Women, Politics, and American Society pg. 40-51 -- Reaction

Textbook Reading
Nancy E. McGlen , Karen O'Conor, Laura van Assendelft, Wendy Gunther-Canada

Reading about the motion behind the ERA is really inspiring.  As an idea i sounds wonderful, complete equality among the sexes.  However, unfortunately, there are biological differences among the sexes which makes this amendment somewhat questionable.  For one thing, although there is an argument for paternity leave, fathers aren't pregnant for 9 months or recovering for a time after that.  This is the biggest problem, I think child care can be shared between the two parents, but only the mother can be actually pregnant.  Making a special maternity leave law would technically be against the ERA if it based, or so I understand.

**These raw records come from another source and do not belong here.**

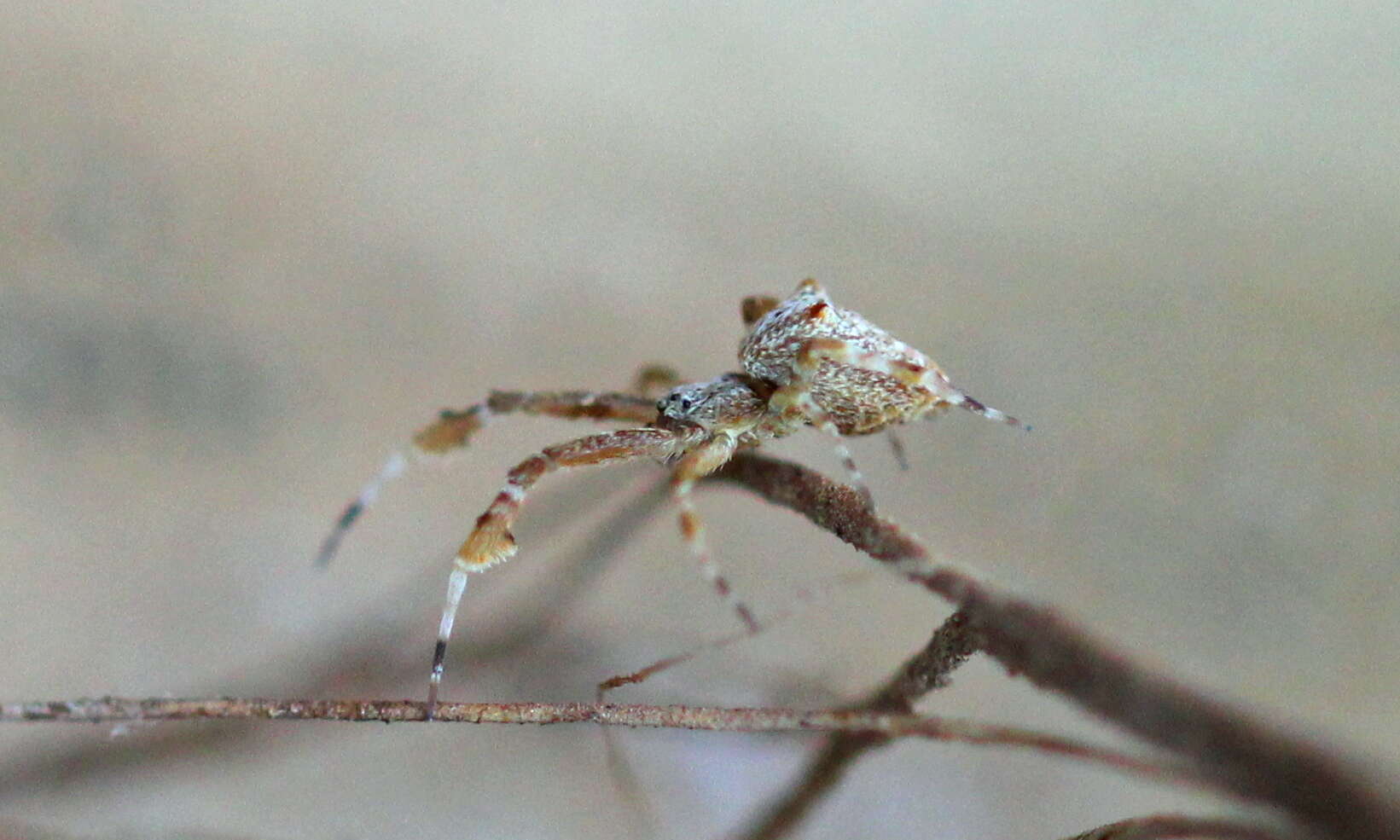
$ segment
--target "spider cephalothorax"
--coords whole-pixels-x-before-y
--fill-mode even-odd
[[[714,589],[731,603],[749,630],[757,630],[752,612],[734,596],[706,550],[700,518],[690,501],[690,490],[697,480],[722,466],[741,448],[757,447],[815,426],[837,438],[846,469],[864,491],[860,473],[839,441],[841,437],[872,434],[955,405],[993,420],[1018,424],[1014,417],[955,388],[938,365],[918,350],[860,314],[833,305],[813,280],[804,280],[784,301],[746,298],[742,315],[750,326],[739,349],[742,372],[675,385],[657,402],[641,393],[497,391],[483,403],[461,412],[442,412],[435,423],[414,435],[413,455],[441,455],[465,447],[494,414],[587,417],[636,426],[546,447],[507,473],[505,484],[477,518],[454,561],[433,654],[430,710],[437,703],[447,640],[466,588],[466,575],[515,553],[510,526],[531,486],[547,472],[637,458],[668,463],[685,540]],[[659,370],[643,371],[640,381],[645,388],[665,382]],[[322,546],[322,561],[329,560],[350,525],[378,496],[379,487],[402,472],[405,463],[405,455],[393,455],[350,503]]]

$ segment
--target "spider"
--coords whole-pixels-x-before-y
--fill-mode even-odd
[[[564,419],[612,420],[637,424],[546,447],[515,465],[490,507],[476,519],[456,553],[448,578],[447,602],[438,623],[428,678],[428,715],[437,706],[447,643],[468,574],[483,571],[515,553],[511,524],[529,489],[545,473],[566,466],[588,466],[651,458],[671,468],[671,494],[679,508],[680,533],[714,591],[734,609],[748,631],[759,623],[735,596],[710,556],[690,491],[696,482],[722,466],[738,451],[813,426],[837,440],[837,452],[867,503],[860,472],[840,438],[885,431],[910,420],[962,406],[990,420],[1021,423],[953,386],[927,356],[895,339],[857,312],[840,309],[815,280],[804,280],[787,300],[750,297],[742,304],[748,336],[739,349],[742,371],[714,379],[676,384],[648,368],[641,391],[658,385],[669,391],[657,402],[637,393],[496,391],[486,402],[445,410],[413,437],[412,455],[444,455],[468,445],[493,416],[546,414]],[[398,476],[407,456],[395,454],[346,507],[322,545],[319,563],[329,561],[344,533]]]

It's a hard decision, much less clear then whether women can have the right to vote or not, and it's actually threatening to women.  If women didn't want to vote, it didn't want to them whether they had suffrage or not.  However, the ERA would directly effect many women.  Reading through the various mistakes they made, not having a specific organization or one place, going at the national level for state by state ratification and such, it makes me wonder what would happen if the ERA were introduced under better planning.   Would we actually pass it this time?

I was also happy to read about Daniel Anthony, Susan B. Anthony's nephew, fighting for women's rights.  It's nice to think that her family didn't think she was crazy and embarrassing, or at least her nephew didn't.  

Some of the things Phyllis Schlafly said in STOP ERA also rung a chord in me, the fact that three out of ten of her reasons against it were to do with homosexuals.  Again, this is another element that might be changed now, what with such  a stronger gay population now then in the early 1980's.